Keywords: Cultural Heritage Landscape Assessment, cultural landscape character, landscape character assessment, landscape signification, Pekon Hujung

  • 1.     Pendahuluan

Keragaman budaya di provinsi lampung terbentuk dari keberadaan dua suku, yaitu ulun Lampung Pepadun atau masyarakat Lampung Pepadun dan ulun Lampung Saibatin atau masyarakat Lampung Saibatin. Perbedaan dari kedua golongan suku ini dapat dilihat dari area permukimannya, masyarakat Lampung Pepadun biasanya mendiami wilayah pegunungan sementara masyarakat Lampung Saibatin umumnya di wilayah pesisir.
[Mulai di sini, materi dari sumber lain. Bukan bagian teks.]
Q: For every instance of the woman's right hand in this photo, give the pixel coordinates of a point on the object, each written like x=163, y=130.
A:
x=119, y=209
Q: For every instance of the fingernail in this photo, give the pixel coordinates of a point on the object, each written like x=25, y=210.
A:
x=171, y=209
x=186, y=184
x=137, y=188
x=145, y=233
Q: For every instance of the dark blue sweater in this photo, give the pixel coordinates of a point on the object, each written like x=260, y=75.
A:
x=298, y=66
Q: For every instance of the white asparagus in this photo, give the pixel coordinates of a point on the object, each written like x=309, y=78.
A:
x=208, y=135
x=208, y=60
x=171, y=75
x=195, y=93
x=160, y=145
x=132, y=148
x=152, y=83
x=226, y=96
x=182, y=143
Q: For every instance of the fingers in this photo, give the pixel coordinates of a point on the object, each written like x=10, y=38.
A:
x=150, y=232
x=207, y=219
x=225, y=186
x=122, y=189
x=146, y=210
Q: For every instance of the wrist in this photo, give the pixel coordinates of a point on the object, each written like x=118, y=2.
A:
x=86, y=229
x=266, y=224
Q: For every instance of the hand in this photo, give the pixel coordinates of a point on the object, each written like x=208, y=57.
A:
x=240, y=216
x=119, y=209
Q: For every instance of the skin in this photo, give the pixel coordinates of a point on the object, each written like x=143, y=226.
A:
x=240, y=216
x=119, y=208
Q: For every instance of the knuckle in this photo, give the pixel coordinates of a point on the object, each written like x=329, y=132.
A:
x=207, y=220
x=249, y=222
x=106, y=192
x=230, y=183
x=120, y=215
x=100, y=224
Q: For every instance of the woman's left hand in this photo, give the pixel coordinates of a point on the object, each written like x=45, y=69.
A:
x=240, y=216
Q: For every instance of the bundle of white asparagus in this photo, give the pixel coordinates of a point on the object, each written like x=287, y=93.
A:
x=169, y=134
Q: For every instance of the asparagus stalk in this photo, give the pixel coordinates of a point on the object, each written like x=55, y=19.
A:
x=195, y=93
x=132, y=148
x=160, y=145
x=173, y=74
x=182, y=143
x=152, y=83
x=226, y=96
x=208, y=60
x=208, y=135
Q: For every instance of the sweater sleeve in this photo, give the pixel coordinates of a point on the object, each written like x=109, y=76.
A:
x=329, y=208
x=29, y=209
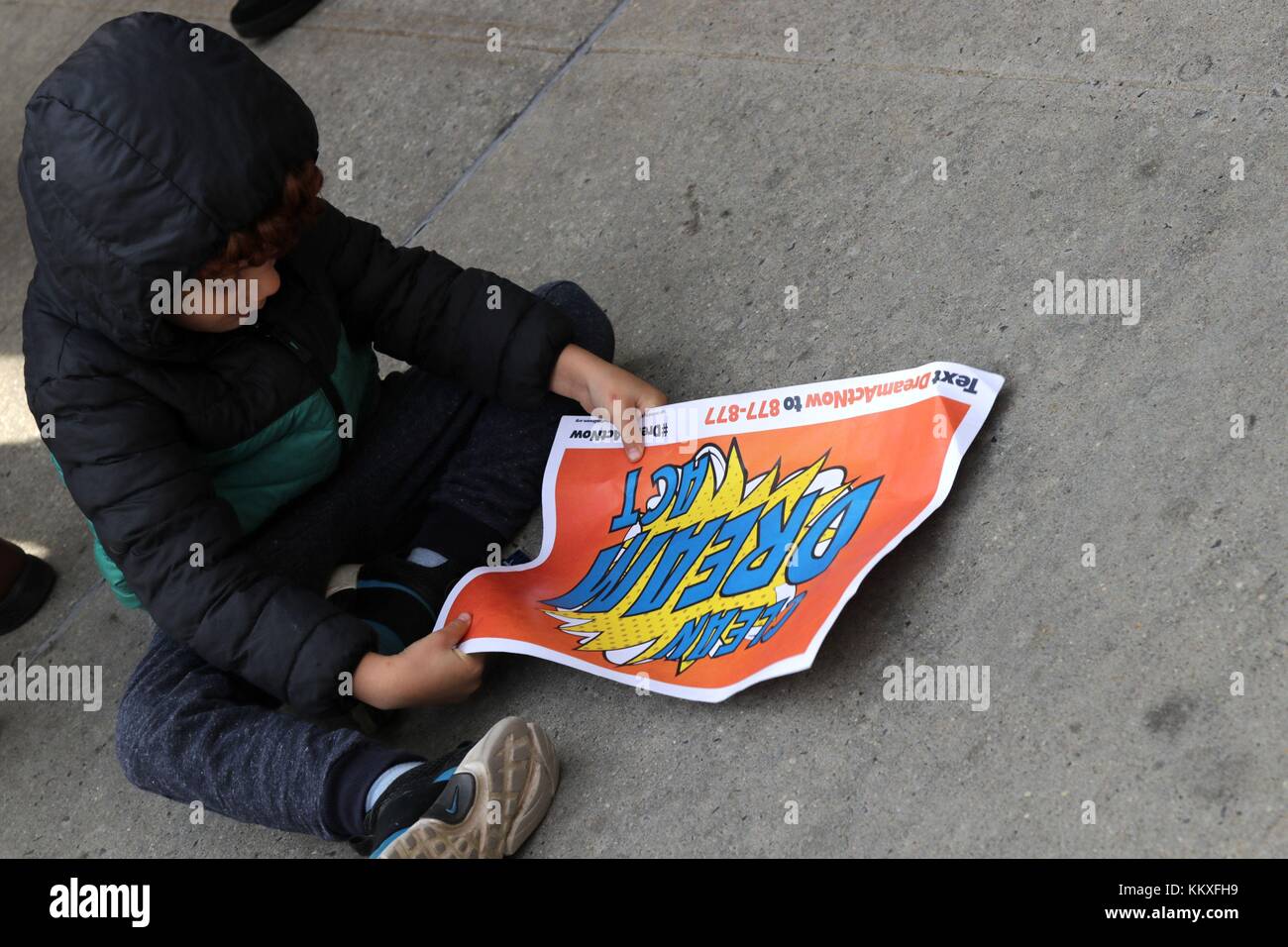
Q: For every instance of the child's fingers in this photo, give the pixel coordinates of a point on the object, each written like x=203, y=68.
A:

Keragaman wilayah tinggal inilah yang pada akhirnya memberikan ciri tersendiri bagi setiap permukiman tradisional di masing-masing daerah (Pratiwi dan Gunawan, 2017).

Pekon Hujung merupakan salah satu permukiman tradisional yang terletak di Kecamatan Belalau, Kabupaten Lampung Barat dan berbatasan langsung dengan Oku Selatan Provinsi Sumatera Selatan. Pekon atau kawasan perdesaan adalah suatu kawasan permukiman dengan kegiatan utama pertanian, termasuk pengelolaan sumber daya alam dengan susunan fungsi kawasan sebagai tempat permukiman perdesaan, pelayanan jasa pemerintahan, pelayanan sosial, dan kegiatan ekonomi (Peraturan Daerah Kabupaten Lampung Barat Nomor 1, 2012). Secara administratif, Pekon Hujung merupakan satu dari sepuluh desa/kelurahan yang terdapat di Kecamatan Belalau (Badan Pusat Statistik Kabupaten Lampung Barat, 2019). Pekon Hujung berpenduduk sekitar 6000 jiwa dengan 1300 kepala keluarga, masih menggunakan rumah khas yang disebut sebagai lamban bermaterial kayu (Lestari dan Fadhili, 2020).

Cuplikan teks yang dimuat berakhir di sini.